Written and
directed by Angus MacLane
This
is one of the years I was really wary about Pixar. An unnecessary-looking prequel and a Halloween
TV special weren’t exactly filling me with hope. But Monsters U was a success, and perhaps
more surprisingly, things stay on the upside with Toy Story of Terror, showing
that Pixar can do TV just as well.
Bonnie
and her mom are on the road when an accident forces them to stop at a motel for
the night. The toys go exploring, only
to start getting picked off one by one by a mysterious creature. It comes down to Jessie (Joan Cusack) as the
one who has to save them before morning comes and Bonnie leaves without them.
The
focus on Jessie here is a nice change of pace.
The three movies have really been focused on Woody, and while Jessie and
Buzz have certainly been major characters, it’s not their journey. Jessie not only gets some backstory expansion
(in particular, looking at the effect that being abandoned in a box has had on
her), but she gets to be the actual hero here.

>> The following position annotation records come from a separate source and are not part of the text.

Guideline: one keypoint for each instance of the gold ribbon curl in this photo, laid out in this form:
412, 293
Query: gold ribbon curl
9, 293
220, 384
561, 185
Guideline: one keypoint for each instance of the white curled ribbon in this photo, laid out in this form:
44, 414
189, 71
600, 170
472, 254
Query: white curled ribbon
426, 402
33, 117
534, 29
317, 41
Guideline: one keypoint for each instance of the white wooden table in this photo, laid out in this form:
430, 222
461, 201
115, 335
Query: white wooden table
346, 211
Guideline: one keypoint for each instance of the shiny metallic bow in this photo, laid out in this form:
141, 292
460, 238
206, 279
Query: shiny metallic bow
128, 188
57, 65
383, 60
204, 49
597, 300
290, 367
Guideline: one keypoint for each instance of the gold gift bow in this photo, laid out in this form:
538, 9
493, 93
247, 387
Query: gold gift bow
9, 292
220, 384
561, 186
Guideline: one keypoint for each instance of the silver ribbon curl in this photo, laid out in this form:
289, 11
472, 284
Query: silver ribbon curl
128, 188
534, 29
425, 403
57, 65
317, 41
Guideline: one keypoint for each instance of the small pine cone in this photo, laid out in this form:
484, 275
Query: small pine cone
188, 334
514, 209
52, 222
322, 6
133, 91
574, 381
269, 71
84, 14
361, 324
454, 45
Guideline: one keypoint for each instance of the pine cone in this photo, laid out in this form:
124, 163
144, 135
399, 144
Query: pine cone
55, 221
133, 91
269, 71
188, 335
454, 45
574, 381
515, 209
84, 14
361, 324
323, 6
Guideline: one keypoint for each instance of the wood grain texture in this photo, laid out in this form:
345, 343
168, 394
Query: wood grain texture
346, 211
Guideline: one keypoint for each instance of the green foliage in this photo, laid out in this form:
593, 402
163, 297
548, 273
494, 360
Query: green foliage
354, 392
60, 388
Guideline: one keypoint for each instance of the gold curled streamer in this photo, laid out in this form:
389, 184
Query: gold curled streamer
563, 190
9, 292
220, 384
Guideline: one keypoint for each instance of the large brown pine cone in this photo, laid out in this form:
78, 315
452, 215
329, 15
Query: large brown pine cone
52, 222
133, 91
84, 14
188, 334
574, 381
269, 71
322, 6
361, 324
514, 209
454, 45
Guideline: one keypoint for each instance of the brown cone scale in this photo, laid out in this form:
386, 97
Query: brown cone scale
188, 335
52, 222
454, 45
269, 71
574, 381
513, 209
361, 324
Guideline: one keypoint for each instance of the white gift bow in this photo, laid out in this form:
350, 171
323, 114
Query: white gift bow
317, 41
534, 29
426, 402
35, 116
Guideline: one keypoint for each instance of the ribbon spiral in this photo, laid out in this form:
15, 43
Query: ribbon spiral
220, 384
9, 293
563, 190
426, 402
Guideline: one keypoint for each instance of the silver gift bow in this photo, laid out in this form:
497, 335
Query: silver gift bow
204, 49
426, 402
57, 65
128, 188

It doesn’t come down to Woody or Buzz or the ensemble as a whole coming
together and saving things, it comes down to her own abilities and facing her
fears herself. It’s very well done.
And
it’s just a part of the fact that, even condensed down to 30-minutes-with-ads,
Pixar loses none of their touches here.
The story is interesting, and similar to the Small Fry short, shows
another side of the Toy Story world which we haven’t gotten to see. The humor is perfectly done, from jokes
regarding new toys that are seen to the toys themselves riffing on a B-movie at
the start. And the visuals have not
diminished at all. I remember with
Dreamworks’ Kung Fu Panda Christmas special, there was something off with the
visuals—not quite TV series bad, just not quite movie good. Here, though, this is as good as any movie
Pixar has made. Of all things, it was a
scene in a bathroom that made my jaw drop.
It was just a bathroom, but it was one of the most realistic looking
bathrooms I’ve ever seen in an animated movie.
The one flaw here is the use of Mr. Pricklepants as the character
explaining all the horror tropes as they apply to their situation. There’s some humor from it, but it just feels
too much like talking down to the audience.
Overall,
if this is the quality Pixar can bring to TV specials, then they can keep
making them. Yet again, they’ve managed
to return to Toy Story and keep things fresh, expanding the universe and just
making it a franchise that’s clearly loved and cared for by the creators.